Mouse models are routinely used to study and test new therapies for atherosclerosis, but little is known about the contribution of smooth muscle cells to foam cell formation in mouse plaques. Our finding calls into question whether these models are truly applicable to understand the human disease.
We will compare the contribution of smooth muscle cells to foam cell formation in two commonly used mouse models of atherosclerosis to that in human plaque. This will provide valuable information about the utility of those models for understanding atherosclerosis in humans.
Furthermore, we will examine the differences between macrophage-derived and smooth muscle cell-derived foam cells that are related to disease progression, regression, and treatment efficiency.
This research may change how we understand, prevent, and treat atherosclerosis.
Michael Smith Foundation for Health Research/AllerGen Post-Doctoral Fellowship Award
A major focus for mucosal immunology research has been on the types of bacteria that reside in the mammalian intestinal tract. These bacteria are collectively referred to as the microbiota. Disrupting the microbiota composition by antibiotic use has been linked to the development of allergic disease in both human populations and mouse models.
Mice treated with antibiotics early in life acquire an altered microbiota and signs of asthma in a mouse model of allergy. We seek to identify key bacterial species within the microbiota that affect allergy in this mouse model.
Additionally, we plan to explore whether antibiotic treatment affects cells of the immune system. A high level of one particular kind of antibodies (IgE) is associated with allergic asthma development in humans, and treating mice with antibiotics results in high levels of IgE. We will test whether changing IgE levels in mice changes their sensitization to allergens.
If antibiotic use is linked to allergy development, understanding how could allow researchers to develop strategies to soften this effect.
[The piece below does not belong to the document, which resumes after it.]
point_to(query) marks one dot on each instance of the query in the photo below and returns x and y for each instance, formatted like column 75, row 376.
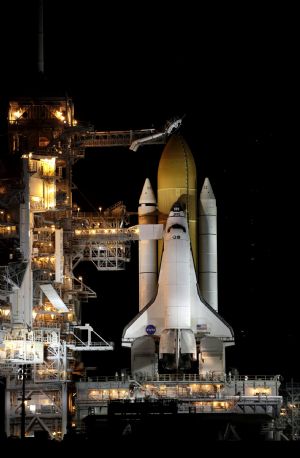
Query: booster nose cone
column 207, row 191
column 147, row 196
Michael Smith Foundation for Health Research/Rick Hansen Institute (RHI)/International Collaboration on Repair Discoveries (ICORD) Post-Doctoral Fellowship Award
People with spinal cord injury (SCI) are at an increased risk of developing type 2 diabetes. Currently, no studies have investigated type 2 diabetes in people with SCI. We believe it may contribute to the high rate of heart disease among people with SCI.
The aim of the present study is to develop an animal model of SCI combined with type 2 diabetes. We will then use this model to see whether type 2 diabetes progresses more quickly after SCI, whether developing type 2 diabetes after SCI impairs function of the heart, and possible causes of the negative impact of type 2 diabetes on heart function.
Should we find that type 2 diabetes impairs heart function, this will lead to further studies aimed at preventing and treating type 2 diabetes in people with SCI. Our findings could aid in the clinical management and treatment of people with SCI and significantly improve their health and quality of life.